Our results showed significant differences in SOCDs and SOC contents among the different habitats. This is due to the differences in plant community structures with different habits and photosynthetic fixation capacity, resulting in different quantity and quality of litter that has different effects on the carbon sink/source function of wetland soil32. The distinct differences in growth form, amount of aerenchyma, rooting depth, or timing and magnitude of primary production of different vegetation types have substantial influences on the spatial heterogeneity of SOCD in wetlands33. The spatial distribution of SOCD and accumulation of SOC in wetland ecosystems is a complicated process and is controlled by multiple factors, of which vegetation is regarded as one of the key factors33,34. In addition, the hydrologic regime has been considered as the driving force in C cycling in wetland ecosystems, which directly changes the wetland physicochemical properties, especially oxygen availability that controls decomposition of organic matter35,36. Furthermore, multiple environmental variables including soil properties, climate, and terrain have important impacts on the spatial distribution of SOC35,36. Diversity of micro-topography in natural wetland systems also plays an important role in affecting spatial distribution of SOC33,36.

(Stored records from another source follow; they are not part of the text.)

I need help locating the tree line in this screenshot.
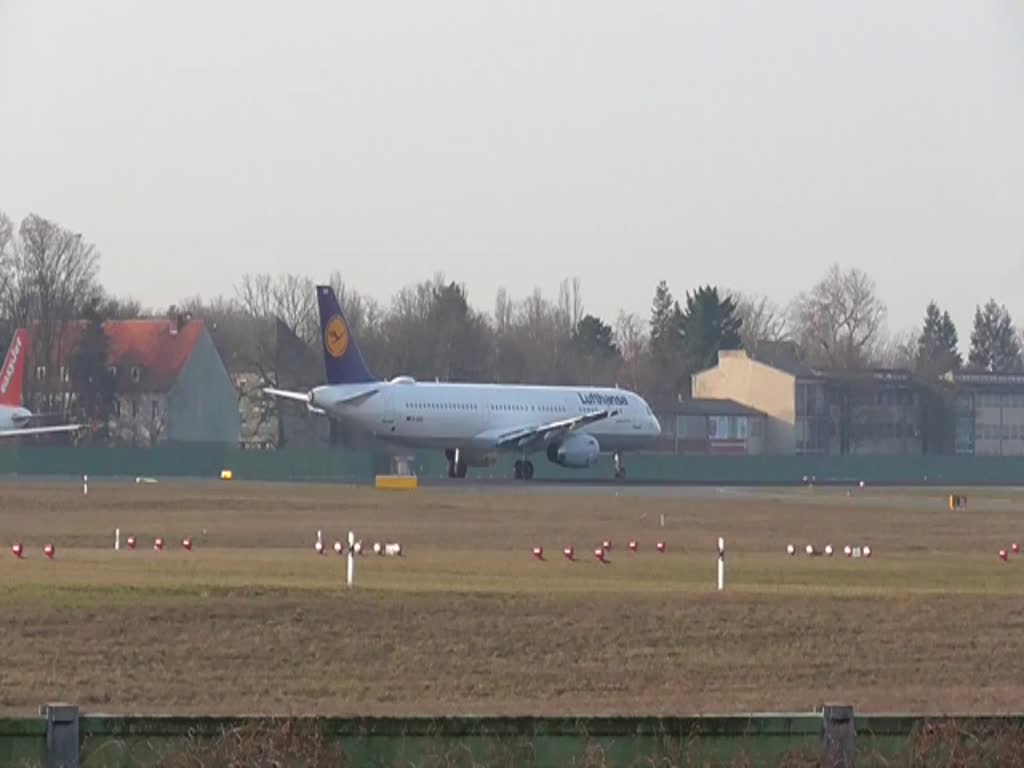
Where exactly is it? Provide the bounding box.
[0,212,1024,428]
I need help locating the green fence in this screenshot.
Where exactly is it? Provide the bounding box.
[0,444,1024,486]
[6,705,1024,768]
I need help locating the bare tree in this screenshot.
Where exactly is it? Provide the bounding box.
[614,311,648,390]
[558,278,583,334]
[874,329,921,371]
[731,291,788,352]
[9,214,101,408]
[793,264,886,370]
[495,288,513,334]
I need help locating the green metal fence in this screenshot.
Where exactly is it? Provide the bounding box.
[6,705,1024,768]
[0,444,1024,486]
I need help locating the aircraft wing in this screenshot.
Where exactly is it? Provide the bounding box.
[0,424,86,437]
[263,387,309,402]
[495,411,618,449]
[263,387,380,414]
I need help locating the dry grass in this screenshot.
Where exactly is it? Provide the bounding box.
[0,483,1024,715]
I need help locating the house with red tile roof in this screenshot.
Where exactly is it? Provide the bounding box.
[28,317,240,445]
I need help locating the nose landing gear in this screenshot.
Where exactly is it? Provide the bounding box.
[512,460,534,480]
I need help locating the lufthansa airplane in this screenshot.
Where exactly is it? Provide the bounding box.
[0,330,85,437]
[263,286,662,480]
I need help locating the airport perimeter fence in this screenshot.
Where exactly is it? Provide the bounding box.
[6,705,1024,768]
[0,444,1024,487]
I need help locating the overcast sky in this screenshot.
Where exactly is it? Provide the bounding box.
[0,0,1024,340]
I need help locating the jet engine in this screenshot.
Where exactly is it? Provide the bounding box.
[548,432,601,469]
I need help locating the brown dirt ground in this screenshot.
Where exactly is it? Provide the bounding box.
[0,482,1024,715]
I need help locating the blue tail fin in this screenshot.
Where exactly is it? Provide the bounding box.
[316,286,377,384]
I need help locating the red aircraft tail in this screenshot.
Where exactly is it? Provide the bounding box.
[0,330,29,406]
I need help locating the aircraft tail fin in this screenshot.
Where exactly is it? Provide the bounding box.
[316,286,377,384]
[0,329,29,406]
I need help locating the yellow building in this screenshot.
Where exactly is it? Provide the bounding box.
[691,343,924,455]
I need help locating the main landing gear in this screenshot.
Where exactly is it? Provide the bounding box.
[513,460,534,480]
[444,449,467,477]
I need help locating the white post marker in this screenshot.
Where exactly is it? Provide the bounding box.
[346,530,355,589]
[718,537,725,592]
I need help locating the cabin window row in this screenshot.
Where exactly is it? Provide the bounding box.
[406,402,476,411]
[406,400,582,414]
[490,402,565,414]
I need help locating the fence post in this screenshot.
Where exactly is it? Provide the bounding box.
[43,703,79,768]
[822,705,857,768]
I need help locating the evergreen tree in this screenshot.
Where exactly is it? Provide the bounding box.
[681,286,742,371]
[970,299,1024,373]
[650,280,682,362]
[71,300,117,424]
[572,314,618,359]
[916,301,964,375]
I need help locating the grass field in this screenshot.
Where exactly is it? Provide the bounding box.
[0,482,1024,715]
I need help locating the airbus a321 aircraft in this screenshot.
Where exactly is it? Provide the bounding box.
[0,330,85,437]
[263,286,662,480]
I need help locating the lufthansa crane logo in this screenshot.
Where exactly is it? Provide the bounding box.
[324,314,348,357]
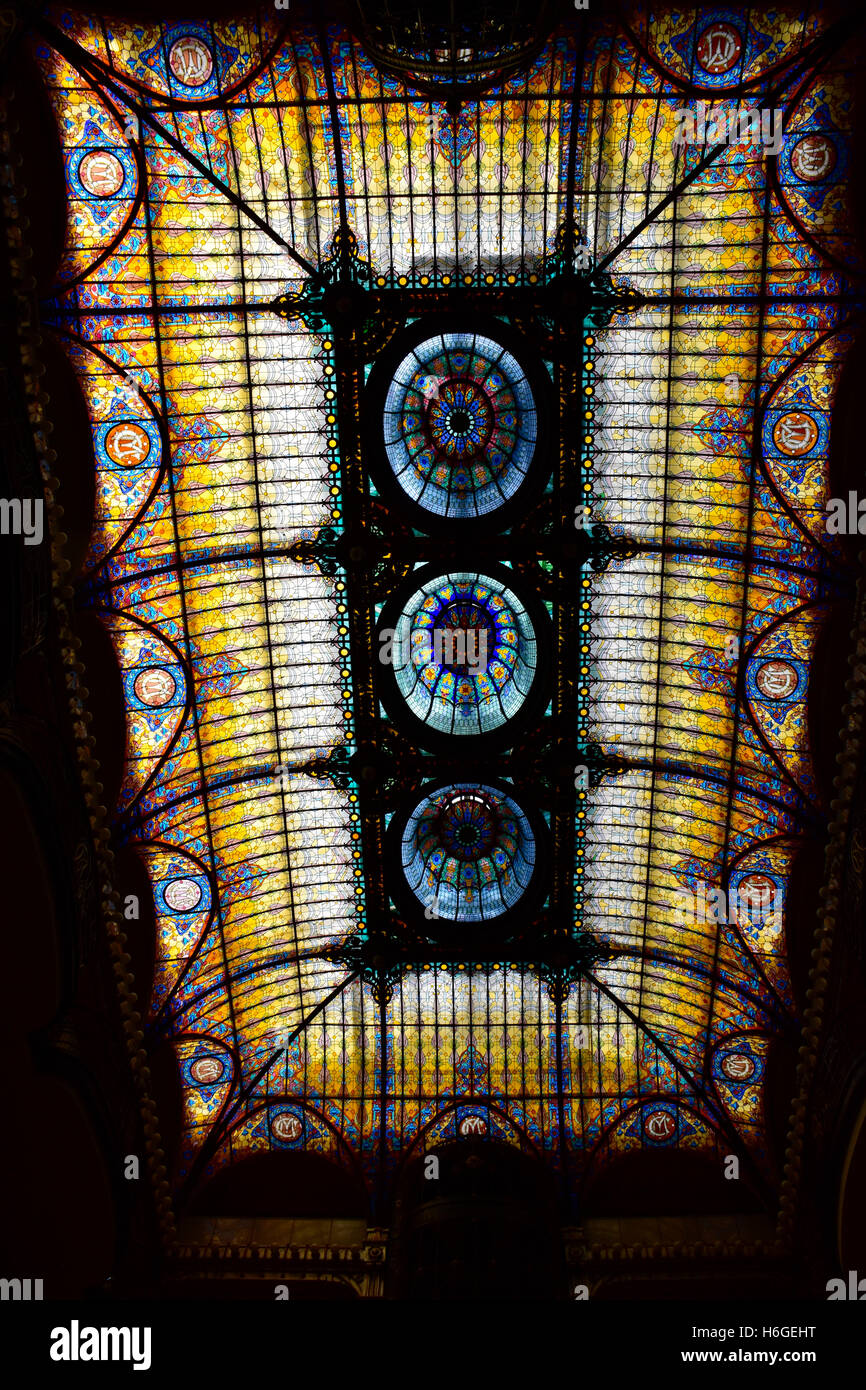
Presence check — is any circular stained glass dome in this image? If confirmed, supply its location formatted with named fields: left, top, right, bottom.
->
left=384, top=332, right=538, bottom=520
left=400, top=783, right=537, bottom=922
left=391, top=571, right=538, bottom=735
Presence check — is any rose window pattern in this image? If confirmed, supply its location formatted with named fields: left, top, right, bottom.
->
left=402, top=783, right=535, bottom=922
left=384, top=332, right=538, bottom=520
left=393, top=573, right=538, bottom=735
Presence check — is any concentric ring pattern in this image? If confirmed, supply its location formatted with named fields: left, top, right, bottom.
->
left=384, top=332, right=538, bottom=520
left=402, top=783, right=535, bottom=922
left=393, top=573, right=538, bottom=735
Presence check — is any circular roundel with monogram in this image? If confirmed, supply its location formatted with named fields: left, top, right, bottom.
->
left=368, top=322, right=544, bottom=525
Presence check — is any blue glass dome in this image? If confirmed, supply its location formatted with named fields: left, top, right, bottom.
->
left=402, top=783, right=535, bottom=922
left=393, top=573, right=538, bottom=735
left=384, top=332, right=538, bottom=518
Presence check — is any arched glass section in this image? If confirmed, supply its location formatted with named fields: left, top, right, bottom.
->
left=384, top=332, right=538, bottom=520
left=402, top=783, right=535, bottom=922
left=393, top=571, right=538, bottom=735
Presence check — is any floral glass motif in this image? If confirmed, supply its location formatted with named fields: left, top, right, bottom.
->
left=33, top=3, right=859, bottom=1188
left=402, top=783, right=535, bottom=922
left=384, top=332, right=537, bottom=520
left=393, top=573, right=538, bottom=735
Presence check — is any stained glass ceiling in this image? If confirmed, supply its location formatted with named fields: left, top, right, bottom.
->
left=35, top=6, right=853, bottom=1191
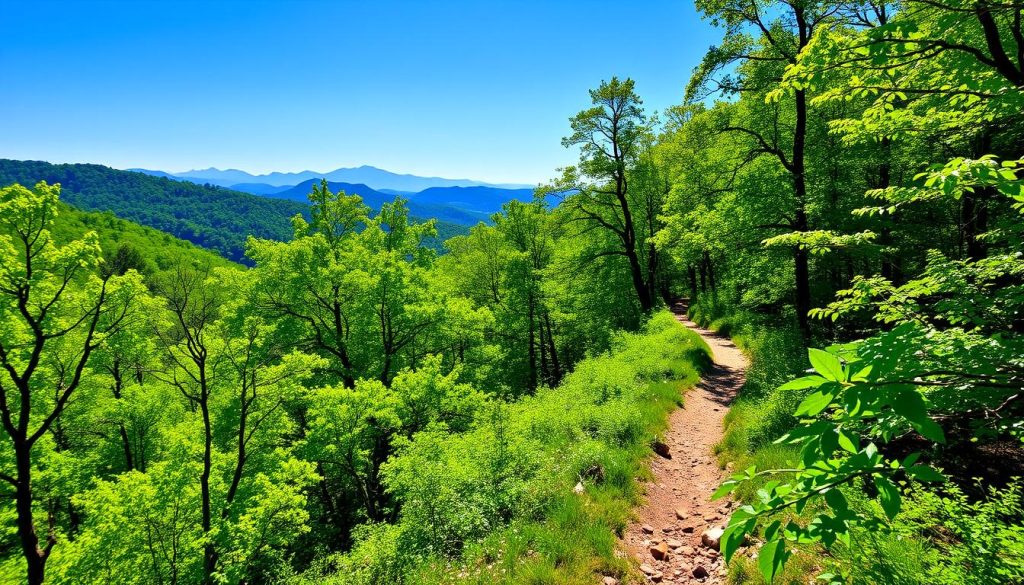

Based on the optimal structural model, the offshore distance was a key factor influencing SOCD at our site. It could be mainly caused by the change of soil nutrient, pH, and vegetation biomass. Factually, to a certain extent, offshore distance reflects the changes of hydrological regime. As water-controlled ecosystems, wetland vegetations respond to the water level fluctuation. It has been well illustrated a close relationship between SOC and altitudinal gradient36,37. Zhao et al. reported that pH has a significant correlation with the SOC content35. It is in agreement to our results.

The average SOCD of the wetland in Chaohu is much lower than that of other wetlands in China (16.8 kg·m−2)38. Soil organic carbon pool is a dynamic equilibrium process and varies depending on input and output differences of carbon sources39. Due to the high sensitivity of wetland soil carbon to the changes of the surrounding environment40, Chaohu is a densely populated area with a rapidly developing located in the administrative territorial entity economy, this is an important reason for the decrease of wetland soil carbon storage. Human disturbances seriously affect the carbon sequestration capacity of Chaohu 's ecosystems. Therefore, balancing the economic and ecological relationship is important for stabilizing the carbon cycle in the region around Lake Chaohu.

Conclusions

The SOCD in coastal wetland of Lake Chaohu was significantly higher in topsoil than that in subsoil, which is mainly related to the distribution of litter and root system. SOCD was higher in woodland habitat than in the others. SOCD within 500-m offshore distance was lower than 500 m away. With the increase of offshore distance, SOCD increased nonlinearly that was related to soil pH, vegetation biomass and soil nutrients. There existed great spatial heterogeneity of soil organic carbon distributions in wetland of Lake Chaohu. However, its internal driving mechanism is not entirely clear. Therefore further researches are needed on the factors affecting SOC distribution in this coastal wetlands.